2020年はどのような年になるだろうか。首都圏では東京オリンピック・パラリンピックによる需要増が期待されるが、客室の供給過多による足元の稼働率低下も懸念されている。20年に4千万人を目標にしていたインバウンドは減速基調が見られ、好況に見えた観光業界も変化の兆しが出始めている。
旅館・ホテル向け建設融資に積極的だった金融機関は、手のひらを返したように慎重姿勢になっている。今回コラムでは、変調が懸念される20年においても持続的成長するためのポイントを紹介したい。
1、不急の設備投資は戦略的に先送りする
建設会社の人手不足、材料費高騰により、工事単価は年々上昇傾向にある。
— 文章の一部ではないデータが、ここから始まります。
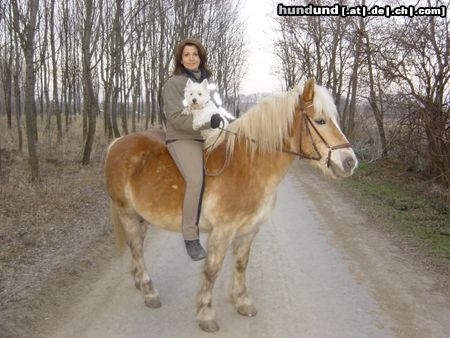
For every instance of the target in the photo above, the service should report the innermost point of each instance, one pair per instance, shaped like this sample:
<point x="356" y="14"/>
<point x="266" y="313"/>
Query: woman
<point x="185" y="144"/>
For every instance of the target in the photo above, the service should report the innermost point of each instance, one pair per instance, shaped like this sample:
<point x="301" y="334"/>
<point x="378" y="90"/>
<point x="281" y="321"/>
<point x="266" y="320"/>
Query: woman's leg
<point x="188" y="156"/>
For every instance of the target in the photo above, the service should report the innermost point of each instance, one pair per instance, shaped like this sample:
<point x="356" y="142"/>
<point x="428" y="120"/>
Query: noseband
<point x="306" y="120"/>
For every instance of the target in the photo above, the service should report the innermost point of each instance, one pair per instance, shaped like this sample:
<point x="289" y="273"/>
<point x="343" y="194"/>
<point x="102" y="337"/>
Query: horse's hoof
<point x="208" y="325"/>
<point x="153" y="303"/>
<point x="247" y="310"/>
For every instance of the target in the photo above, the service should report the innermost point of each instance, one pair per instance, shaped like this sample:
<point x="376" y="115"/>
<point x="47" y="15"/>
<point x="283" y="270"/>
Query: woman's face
<point x="190" y="58"/>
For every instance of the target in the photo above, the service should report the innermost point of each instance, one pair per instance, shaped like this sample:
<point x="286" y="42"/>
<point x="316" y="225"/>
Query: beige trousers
<point x="188" y="156"/>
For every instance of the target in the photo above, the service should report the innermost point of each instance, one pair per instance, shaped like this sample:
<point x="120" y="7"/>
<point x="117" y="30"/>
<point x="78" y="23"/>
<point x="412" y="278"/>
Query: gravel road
<point x="317" y="269"/>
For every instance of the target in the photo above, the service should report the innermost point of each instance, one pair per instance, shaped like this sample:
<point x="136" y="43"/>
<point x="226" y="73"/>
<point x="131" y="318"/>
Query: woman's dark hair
<point x="179" y="68"/>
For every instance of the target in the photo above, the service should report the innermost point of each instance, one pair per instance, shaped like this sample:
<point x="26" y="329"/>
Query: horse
<point x="252" y="155"/>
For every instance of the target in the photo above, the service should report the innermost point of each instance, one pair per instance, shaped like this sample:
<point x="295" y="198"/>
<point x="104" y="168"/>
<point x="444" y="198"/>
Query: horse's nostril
<point x="349" y="163"/>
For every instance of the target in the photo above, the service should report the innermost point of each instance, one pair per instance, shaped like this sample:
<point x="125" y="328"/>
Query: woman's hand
<point x="216" y="120"/>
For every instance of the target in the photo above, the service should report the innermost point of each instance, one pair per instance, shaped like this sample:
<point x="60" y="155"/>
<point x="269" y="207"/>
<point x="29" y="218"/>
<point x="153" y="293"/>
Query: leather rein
<point x="309" y="124"/>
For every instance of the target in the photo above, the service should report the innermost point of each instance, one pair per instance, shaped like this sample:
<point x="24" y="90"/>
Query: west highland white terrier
<point x="198" y="103"/>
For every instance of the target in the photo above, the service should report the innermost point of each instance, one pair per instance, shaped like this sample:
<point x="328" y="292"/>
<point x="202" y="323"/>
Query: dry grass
<point x="48" y="230"/>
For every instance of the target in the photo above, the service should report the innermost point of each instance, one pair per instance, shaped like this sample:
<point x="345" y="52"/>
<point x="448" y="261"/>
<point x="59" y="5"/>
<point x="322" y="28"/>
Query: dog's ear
<point x="205" y="83"/>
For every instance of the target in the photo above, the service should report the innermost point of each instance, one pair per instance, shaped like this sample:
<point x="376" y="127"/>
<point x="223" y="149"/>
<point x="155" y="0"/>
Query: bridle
<point x="308" y="123"/>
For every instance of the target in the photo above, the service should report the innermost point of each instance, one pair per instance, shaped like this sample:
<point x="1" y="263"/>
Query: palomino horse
<point x="255" y="154"/>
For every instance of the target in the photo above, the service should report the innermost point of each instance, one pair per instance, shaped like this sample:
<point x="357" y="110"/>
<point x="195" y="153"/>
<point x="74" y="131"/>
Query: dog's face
<point x="196" y="94"/>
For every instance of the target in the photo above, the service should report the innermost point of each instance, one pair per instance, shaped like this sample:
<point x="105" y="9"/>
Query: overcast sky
<point x="260" y="36"/>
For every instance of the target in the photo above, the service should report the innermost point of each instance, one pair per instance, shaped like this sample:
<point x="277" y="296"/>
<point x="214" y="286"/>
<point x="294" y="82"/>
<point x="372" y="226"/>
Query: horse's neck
<point x="269" y="167"/>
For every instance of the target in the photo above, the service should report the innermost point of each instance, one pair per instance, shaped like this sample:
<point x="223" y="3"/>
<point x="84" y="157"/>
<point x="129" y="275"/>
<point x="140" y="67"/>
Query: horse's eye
<point x="320" y="121"/>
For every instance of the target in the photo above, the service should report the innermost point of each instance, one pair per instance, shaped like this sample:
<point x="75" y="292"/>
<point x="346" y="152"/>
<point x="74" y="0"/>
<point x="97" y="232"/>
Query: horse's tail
<point x="119" y="233"/>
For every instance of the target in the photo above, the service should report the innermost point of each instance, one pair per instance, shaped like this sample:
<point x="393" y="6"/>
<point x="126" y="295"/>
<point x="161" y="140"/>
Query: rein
<point x="308" y="124"/>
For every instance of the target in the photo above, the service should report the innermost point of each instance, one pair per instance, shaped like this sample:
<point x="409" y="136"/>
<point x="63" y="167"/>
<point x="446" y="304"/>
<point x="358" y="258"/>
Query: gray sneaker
<point x="195" y="250"/>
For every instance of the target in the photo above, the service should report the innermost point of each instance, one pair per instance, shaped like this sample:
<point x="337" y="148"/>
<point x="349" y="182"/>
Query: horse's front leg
<point x="218" y="242"/>
<point x="239" y="296"/>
オリ・パラの準備に向けて追い込みがかかる20年前半は特に需給ひっ迫が生じるだろう。
施工管理者が不足する建設会社にとって、小規模よりも中規模以上の現場を優先しがちである。そのために小規模の現場は建設会社探しに苦労しやすく、仮に請負先が決まったとしても工事単価が高くなりがちだ。
建物・設備に営業上の支障が出ているなど、直ちに着工する必要がないのであれば、思い切って20年秋以降に着工を先送りすることをお勧めする。割高な工事費で増改築して銀行返済に苦労しないよう気をつけたい。
2、システム投資により働き方改革を進める
他業界の先進事例を参考に、過去の慣習にとらわれずに働き方改革を進めることが望ましい。働くことへの価値観がガラッと変わり、過酷な労働環境で非難されることの多かった飲食やサービス業でも働き方改革へ取り組む事例が増えてきている。
旅館・ホテルは装置産業であるため、売り上げの伸び代には限界がある。売り上げに対する人件費率を一定とするならば、昇給による離職防止策は打ちにくい。
労働環境を改善しながら待遇改善するためには、省力化を進めてスタッフ1人あたりの売り上げを高めていくしかない。
システム投資を積極的に進めて、フロント業務やレベニューマネジメント、発注管理、在庫管理、労務管理、業績管理などを省力化していきたい。はやりのパッケージソフトを導入するだけで満足するのではなく、システム間の連携にも配慮して人の手間がかからないよう気をつけよう。